A NodeJS-based tool for downloading transcripts from Udemy courses. This script uses Puppeteer to navigate through Udemy's UI and extract transcripts for each lecture in a course.
- Downloads transcripts from any Udemy course you have access to
- Creates individual transcript files for each lecture
- Generates a combined transcript file with all lectures
- Optionally downloads
.srt
files with timestamps for each lecture - Scrapes and saves course content structure
- Supports email-based authentication with verification code
- Handles Cloudflare security challenges
- Runs in headless mode for better performance
- Node.js (v14 or newer)
- NPM
- A Udemy account with access to the course you want to download transcripts from
-
Clone this repository:
git clone https://github.com/TOA-Anakin/udemy-transcript-downloader.git cd udemy-transcript-downloader
-
Install dependencies:
npm install
-
Create a
.env
file in the root directory with your Udemy email:UDEMY_EMAIL=your-email@example.com
Run the script with the URL of the Udemy course as an argument:
npm start "https://www.udemy.com/course/your-course-url/"
Or use the direct Node.js command:
node src/index.js "https://www.udemy.com/course/your-course-url/"
The script will:
- Ask if you want to download
.srt
files (with timestamps) for each lecture - Ask how many tabs to use for downloading transcripts (default is 5)
- A higher number can speed things up, but requires a good PC (enough CPU and RAM)
- Open a headless browser and navigate to Udemy login
- Fill in your email from the .env file
- Ask you to enter the 6-digit verification code from your email
- Navigate to the course page
- Scrape course content structure
- Enter the course player
- Go through each lecture and download available transcripts
- Save individual transcript files in the
output
directory
All output files are saved to the output
directory:
CONTENTS.txt
- Course structure with sections and lectures[Lecture Name].txt
- Individual transcript files for each lecture[Lecture Name].srt
- Individual transcript files with timestamps in SubRip format (optional)

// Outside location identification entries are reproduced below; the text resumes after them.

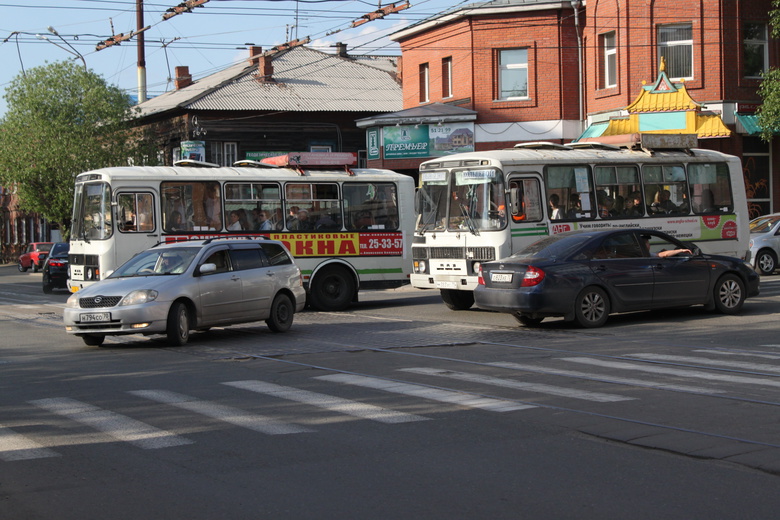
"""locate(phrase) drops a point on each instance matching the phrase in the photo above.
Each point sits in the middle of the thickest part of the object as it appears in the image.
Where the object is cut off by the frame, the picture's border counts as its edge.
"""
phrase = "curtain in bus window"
(572, 185)
(710, 188)
(666, 189)
(312, 206)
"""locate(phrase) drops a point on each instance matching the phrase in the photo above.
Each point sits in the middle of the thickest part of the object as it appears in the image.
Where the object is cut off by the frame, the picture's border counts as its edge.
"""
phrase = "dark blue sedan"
(585, 276)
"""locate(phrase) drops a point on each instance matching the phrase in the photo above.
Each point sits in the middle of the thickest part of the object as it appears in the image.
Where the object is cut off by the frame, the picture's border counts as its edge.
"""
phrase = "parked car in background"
(765, 243)
(55, 268)
(177, 287)
(34, 256)
(586, 275)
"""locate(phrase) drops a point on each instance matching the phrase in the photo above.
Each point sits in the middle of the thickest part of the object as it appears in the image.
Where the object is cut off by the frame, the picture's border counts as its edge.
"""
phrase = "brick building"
(541, 70)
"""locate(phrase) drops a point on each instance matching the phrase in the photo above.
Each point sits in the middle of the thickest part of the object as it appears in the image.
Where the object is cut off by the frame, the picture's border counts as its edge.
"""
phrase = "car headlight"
(137, 297)
(73, 301)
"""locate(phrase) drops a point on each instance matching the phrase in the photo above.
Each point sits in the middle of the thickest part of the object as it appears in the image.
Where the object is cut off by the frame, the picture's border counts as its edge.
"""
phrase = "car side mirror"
(207, 268)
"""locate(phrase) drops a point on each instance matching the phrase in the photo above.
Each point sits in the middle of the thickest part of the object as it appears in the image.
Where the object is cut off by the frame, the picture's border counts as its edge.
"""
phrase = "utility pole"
(139, 16)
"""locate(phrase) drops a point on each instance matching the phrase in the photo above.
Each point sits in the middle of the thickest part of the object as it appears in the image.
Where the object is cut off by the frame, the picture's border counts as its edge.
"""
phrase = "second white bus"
(482, 206)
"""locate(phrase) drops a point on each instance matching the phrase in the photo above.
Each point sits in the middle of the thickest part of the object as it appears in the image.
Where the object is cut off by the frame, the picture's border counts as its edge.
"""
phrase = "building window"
(424, 83)
(675, 47)
(446, 77)
(513, 74)
(754, 49)
(609, 64)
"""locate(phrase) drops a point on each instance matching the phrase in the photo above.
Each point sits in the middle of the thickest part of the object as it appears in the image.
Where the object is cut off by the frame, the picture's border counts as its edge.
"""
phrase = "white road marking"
(655, 369)
(14, 446)
(220, 412)
(607, 379)
(113, 424)
(531, 387)
(328, 402)
(435, 394)
(709, 362)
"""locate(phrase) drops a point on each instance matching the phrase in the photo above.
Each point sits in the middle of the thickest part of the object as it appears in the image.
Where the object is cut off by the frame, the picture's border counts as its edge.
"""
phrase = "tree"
(769, 90)
(63, 120)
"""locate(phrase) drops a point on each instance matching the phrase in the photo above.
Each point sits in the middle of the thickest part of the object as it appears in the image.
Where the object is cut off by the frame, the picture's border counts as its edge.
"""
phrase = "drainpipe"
(575, 4)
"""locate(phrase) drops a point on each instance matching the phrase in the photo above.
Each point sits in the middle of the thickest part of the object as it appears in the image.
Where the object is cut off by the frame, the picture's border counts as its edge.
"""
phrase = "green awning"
(594, 130)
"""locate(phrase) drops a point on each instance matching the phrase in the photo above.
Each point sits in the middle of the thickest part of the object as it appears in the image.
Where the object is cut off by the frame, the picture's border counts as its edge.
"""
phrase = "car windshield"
(762, 225)
(553, 247)
(157, 262)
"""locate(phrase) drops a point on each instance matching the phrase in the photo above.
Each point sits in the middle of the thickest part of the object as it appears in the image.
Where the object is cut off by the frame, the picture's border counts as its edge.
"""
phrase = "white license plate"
(93, 317)
(446, 285)
(501, 277)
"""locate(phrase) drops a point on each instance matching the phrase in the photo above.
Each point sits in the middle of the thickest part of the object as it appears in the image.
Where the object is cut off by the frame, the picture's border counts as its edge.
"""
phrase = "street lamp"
(72, 49)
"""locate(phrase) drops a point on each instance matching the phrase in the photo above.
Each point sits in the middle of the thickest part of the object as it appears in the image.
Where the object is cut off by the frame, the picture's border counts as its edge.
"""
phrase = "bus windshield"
(92, 212)
(468, 199)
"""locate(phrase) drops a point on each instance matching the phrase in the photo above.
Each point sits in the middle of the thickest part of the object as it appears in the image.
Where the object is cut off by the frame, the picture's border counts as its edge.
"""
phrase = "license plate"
(501, 277)
(93, 317)
(446, 285)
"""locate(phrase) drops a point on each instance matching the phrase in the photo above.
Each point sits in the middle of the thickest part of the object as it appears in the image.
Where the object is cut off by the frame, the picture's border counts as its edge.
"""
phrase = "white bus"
(347, 228)
(481, 206)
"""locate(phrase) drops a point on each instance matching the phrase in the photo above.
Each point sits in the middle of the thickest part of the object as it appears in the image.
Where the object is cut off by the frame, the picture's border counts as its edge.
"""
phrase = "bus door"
(526, 215)
(138, 226)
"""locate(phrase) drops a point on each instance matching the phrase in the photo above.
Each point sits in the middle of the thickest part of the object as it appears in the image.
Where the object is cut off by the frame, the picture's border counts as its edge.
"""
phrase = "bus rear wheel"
(457, 300)
(332, 289)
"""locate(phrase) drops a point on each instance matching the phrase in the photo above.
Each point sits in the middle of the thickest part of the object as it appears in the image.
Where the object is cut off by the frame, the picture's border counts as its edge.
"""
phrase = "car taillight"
(533, 276)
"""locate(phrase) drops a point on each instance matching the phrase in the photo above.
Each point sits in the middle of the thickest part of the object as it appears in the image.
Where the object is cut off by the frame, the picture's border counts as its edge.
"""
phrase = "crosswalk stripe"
(113, 424)
(675, 372)
(601, 377)
(328, 402)
(762, 367)
(220, 412)
(14, 446)
(521, 385)
(435, 394)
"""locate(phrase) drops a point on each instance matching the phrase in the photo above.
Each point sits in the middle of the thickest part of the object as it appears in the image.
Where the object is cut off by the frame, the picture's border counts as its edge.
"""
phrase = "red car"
(35, 256)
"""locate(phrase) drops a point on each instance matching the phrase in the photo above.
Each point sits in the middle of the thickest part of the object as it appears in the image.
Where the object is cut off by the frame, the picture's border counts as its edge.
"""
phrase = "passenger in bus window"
(555, 210)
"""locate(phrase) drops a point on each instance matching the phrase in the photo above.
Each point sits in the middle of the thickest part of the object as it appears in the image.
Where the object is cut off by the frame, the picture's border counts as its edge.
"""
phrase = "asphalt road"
(397, 408)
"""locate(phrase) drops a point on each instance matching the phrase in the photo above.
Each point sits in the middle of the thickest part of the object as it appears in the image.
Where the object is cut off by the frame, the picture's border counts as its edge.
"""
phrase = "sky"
(208, 39)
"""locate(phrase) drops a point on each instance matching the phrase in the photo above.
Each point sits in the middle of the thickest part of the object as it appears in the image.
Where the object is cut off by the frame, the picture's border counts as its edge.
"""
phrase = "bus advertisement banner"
(323, 244)
(704, 227)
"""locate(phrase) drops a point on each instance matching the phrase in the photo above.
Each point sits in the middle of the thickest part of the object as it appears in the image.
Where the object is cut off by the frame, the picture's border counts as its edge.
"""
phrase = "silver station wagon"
(175, 288)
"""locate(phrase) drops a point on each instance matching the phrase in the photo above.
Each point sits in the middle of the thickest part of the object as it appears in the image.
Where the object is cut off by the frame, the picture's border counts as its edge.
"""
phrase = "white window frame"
(610, 59)
(757, 42)
(666, 48)
(508, 68)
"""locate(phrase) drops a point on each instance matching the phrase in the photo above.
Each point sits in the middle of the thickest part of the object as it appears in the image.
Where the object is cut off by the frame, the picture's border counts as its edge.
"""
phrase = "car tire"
(178, 329)
(766, 262)
(282, 312)
(457, 300)
(93, 340)
(332, 289)
(729, 294)
(591, 307)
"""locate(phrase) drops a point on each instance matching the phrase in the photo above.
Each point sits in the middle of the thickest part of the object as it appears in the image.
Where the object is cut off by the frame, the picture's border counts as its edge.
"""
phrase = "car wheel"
(457, 300)
(332, 289)
(729, 294)
(591, 308)
(527, 320)
(766, 262)
(282, 313)
(178, 330)
(93, 340)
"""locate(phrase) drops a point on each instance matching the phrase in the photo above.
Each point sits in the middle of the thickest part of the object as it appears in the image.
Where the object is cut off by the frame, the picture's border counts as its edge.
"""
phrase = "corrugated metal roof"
(305, 81)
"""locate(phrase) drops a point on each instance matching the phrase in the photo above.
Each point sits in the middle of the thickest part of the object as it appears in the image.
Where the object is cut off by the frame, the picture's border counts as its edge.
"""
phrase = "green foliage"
(62, 120)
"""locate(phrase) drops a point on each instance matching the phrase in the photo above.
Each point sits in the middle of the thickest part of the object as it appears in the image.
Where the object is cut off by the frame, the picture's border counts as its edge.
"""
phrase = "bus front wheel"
(457, 300)
(332, 289)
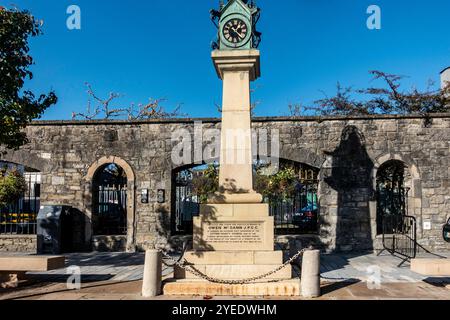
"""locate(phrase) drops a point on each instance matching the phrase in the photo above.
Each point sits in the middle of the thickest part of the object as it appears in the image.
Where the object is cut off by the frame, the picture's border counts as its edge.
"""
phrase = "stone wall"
(348, 151)
(18, 243)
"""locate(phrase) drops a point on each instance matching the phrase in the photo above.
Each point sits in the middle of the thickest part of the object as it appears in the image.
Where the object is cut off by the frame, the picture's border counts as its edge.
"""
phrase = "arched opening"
(19, 209)
(109, 207)
(290, 189)
(392, 193)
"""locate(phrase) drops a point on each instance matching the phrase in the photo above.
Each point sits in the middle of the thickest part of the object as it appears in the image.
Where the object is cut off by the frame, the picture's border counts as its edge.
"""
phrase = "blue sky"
(161, 49)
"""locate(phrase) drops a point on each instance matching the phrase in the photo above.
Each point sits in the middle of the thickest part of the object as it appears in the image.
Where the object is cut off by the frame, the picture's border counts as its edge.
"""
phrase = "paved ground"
(118, 276)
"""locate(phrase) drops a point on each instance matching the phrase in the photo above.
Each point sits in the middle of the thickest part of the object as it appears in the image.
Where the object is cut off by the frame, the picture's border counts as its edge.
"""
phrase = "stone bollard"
(310, 281)
(151, 285)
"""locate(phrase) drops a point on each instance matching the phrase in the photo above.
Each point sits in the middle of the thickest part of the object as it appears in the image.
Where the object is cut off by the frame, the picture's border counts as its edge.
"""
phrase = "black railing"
(186, 208)
(298, 214)
(400, 236)
(20, 218)
(110, 212)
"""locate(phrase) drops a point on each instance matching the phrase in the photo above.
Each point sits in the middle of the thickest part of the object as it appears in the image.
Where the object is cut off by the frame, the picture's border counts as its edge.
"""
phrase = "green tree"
(388, 98)
(18, 107)
(12, 186)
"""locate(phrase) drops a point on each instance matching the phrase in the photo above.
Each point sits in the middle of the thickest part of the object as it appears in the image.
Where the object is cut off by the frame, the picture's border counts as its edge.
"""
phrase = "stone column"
(151, 285)
(445, 77)
(310, 280)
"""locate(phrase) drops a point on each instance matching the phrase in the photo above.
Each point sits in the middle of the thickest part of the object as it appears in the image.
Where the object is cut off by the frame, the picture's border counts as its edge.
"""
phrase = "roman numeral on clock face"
(235, 30)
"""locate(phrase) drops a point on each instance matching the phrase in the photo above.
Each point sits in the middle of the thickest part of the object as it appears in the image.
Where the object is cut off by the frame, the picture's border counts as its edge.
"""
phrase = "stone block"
(234, 257)
(236, 272)
(431, 267)
(288, 288)
(234, 233)
(31, 263)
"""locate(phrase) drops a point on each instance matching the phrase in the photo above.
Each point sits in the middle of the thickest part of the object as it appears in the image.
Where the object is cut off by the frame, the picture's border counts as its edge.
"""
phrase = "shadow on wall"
(350, 178)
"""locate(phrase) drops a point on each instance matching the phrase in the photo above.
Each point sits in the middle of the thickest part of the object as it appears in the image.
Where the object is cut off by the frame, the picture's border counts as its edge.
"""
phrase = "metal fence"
(298, 214)
(400, 236)
(110, 211)
(20, 217)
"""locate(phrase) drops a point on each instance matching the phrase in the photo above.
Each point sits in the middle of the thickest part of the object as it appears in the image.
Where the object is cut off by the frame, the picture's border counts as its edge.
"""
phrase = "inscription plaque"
(235, 232)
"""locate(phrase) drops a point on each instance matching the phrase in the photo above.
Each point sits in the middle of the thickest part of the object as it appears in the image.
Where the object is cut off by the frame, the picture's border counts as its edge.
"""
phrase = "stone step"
(287, 288)
(431, 267)
(234, 257)
(235, 272)
(31, 263)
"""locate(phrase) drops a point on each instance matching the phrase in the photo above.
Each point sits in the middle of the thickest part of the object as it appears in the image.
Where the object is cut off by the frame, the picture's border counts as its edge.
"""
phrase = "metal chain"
(191, 269)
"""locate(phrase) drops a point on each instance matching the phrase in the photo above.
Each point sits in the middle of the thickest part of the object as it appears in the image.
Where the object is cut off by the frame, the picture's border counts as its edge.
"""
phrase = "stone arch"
(412, 181)
(131, 195)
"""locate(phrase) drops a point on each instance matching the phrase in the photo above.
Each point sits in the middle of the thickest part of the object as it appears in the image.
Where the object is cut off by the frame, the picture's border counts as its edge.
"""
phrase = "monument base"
(235, 265)
(285, 288)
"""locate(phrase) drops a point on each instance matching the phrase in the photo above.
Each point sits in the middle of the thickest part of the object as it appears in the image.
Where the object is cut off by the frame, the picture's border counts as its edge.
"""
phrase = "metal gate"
(110, 211)
(398, 229)
(400, 236)
(20, 217)
(187, 204)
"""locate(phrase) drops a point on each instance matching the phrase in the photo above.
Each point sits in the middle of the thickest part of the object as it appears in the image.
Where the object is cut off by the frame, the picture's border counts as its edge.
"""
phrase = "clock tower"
(233, 238)
(236, 22)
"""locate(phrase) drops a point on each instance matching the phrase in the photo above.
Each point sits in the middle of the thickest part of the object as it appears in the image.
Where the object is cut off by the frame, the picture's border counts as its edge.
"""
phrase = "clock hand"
(238, 33)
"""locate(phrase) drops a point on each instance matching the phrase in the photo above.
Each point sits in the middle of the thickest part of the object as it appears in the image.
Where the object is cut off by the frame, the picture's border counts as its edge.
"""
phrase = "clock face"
(235, 31)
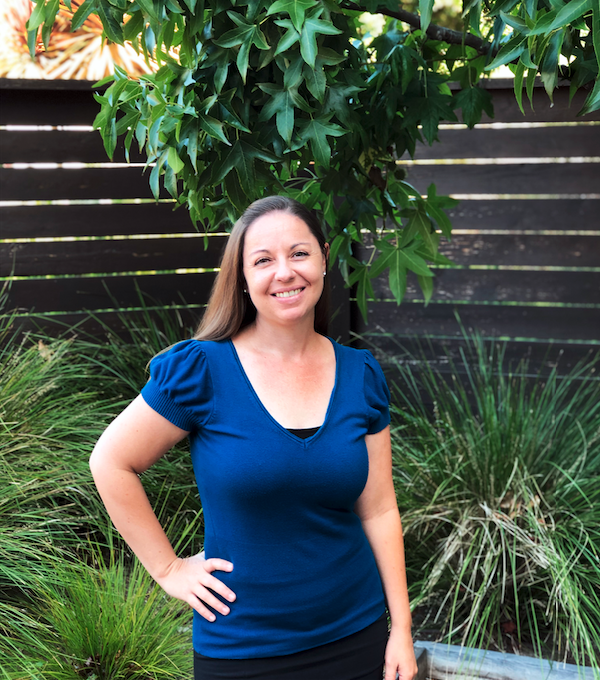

- Verification Code Issues: Make sure to enter the verification code quickly after receiving it in your email
- Browser Crashing: If you experience issues with headless mode, you can modify the script to use
headless: false
for debugging - Missing Transcripts: Not all lectures may have transcripts. The script will create empty files for lectures without transcripts.
- SRT Errors: If
.srt
generation fails for a lecture, try increasing timeouts or re-running the script with fewer browser tabs open. - Slow Transcript Downloads: The script can download transcripts in parallel using multiple browser tabs. If your PC is slow or has limited memory, stick to a lower number of tabs (e.g. 1–3). If you have a powerful machine, you can safely use 5 or more tabs for faster processing.
MIT
This tool is for personal use only. Please respect Udemy's terms of service.